The Voodu Valve has all kinds of sounds, most of excellent quality. I'm in full agreement with other reviewers on the sound quality of this unit. I plug my Jazzmaster into the Voodu Valve and go right into the mixer, using monitors and stage speakers. I don't like carrying big cabinets around any more. But here's some info you can really use if you've got a Voodu Valve. You may have wondered if the tube inside it is really doing anything, or is it just a gimmick. Well, here's the scoop. My Voodu Valve seemed to loose some gain and output recently, especially during the first half hour of so of playing. I decided to check out the tube, as anyone who has used tube amps knows that's where you go first when a problem arises. But how to get at it? This processor must have been designed by General Motors! You have to take out twenty-seven (that's right,27!!!) screws, some ferrel nuts and a knob to remove the jacket from the chassis of the Voodu Valve just to access the tube. Once inside there I found a Sovtek 7025/12AX7 wrapped in styrofoam. I carefully removed it(rock the tube back and forth then pry it out with a small screw driver...there's no room for big fingers in there) and replaced it with a NOS GE 12AX7 I had laying around. Result? Surprisingly less gain and output than the Sovtek. Next I tried a Yugoslavian RCA 7025 thinking this tube must really suck. Wrong again! My Voodu valve sounded better than ever. I then tried a few more 12AX7's in my collection (I work on tube amps from time to time) and discovered that this Voodu Valve is remarkably discriminating as to the tube you run in it. So much for the tube as a gimmick idea; it's definitely in the circuit. Don't be afraid to try some different 7025/12AX7's in your unit if you think it's running out of gas. And believe me, the Voodu Valve does not like just any old 12AX7. Experimentation is the key, but don't put all 27 screws back in between tube changes! Be careful in there. I don't know much about the voltages in this unit as compared to tube amps, but you'll have to be very dainty in the way you handle things when the electronics are exposed lest you turn your Voodu Valve into a useless tin can. When you've got the right tube in this unit, it will do whatever you have the time to make it do.

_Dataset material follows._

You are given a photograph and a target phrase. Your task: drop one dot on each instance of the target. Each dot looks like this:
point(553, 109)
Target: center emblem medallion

I use the Voodu Valve at gigs without a backup, and my sequencer is constantly switching the VV's programs and parameters throughout the performance. So far so good after 2 years. However, any piece of gear with one of more tubes is only as strong as its weakest link, i. e. the tube. It will fail sooner or later. It's too bad the Rocktron engineers didn't take that into consideration when they designed this piece of gear. Making the tube more accessible for replacement would have been nice.
Tired of fooling around with tube amps? Had enough? Finally figured it out that tube amps give you a great sound, but just ONE sound. Then get yourself a Voodu Valve and spend some time tweeking all its parameters. Sound for sound, tone for tone, you'll save lots of money and time. I've gone the tube amp route, even built my own. To get all the sounds from tube amps that you can get from the Voodu Valve you'd have to have 50 or more of 'em.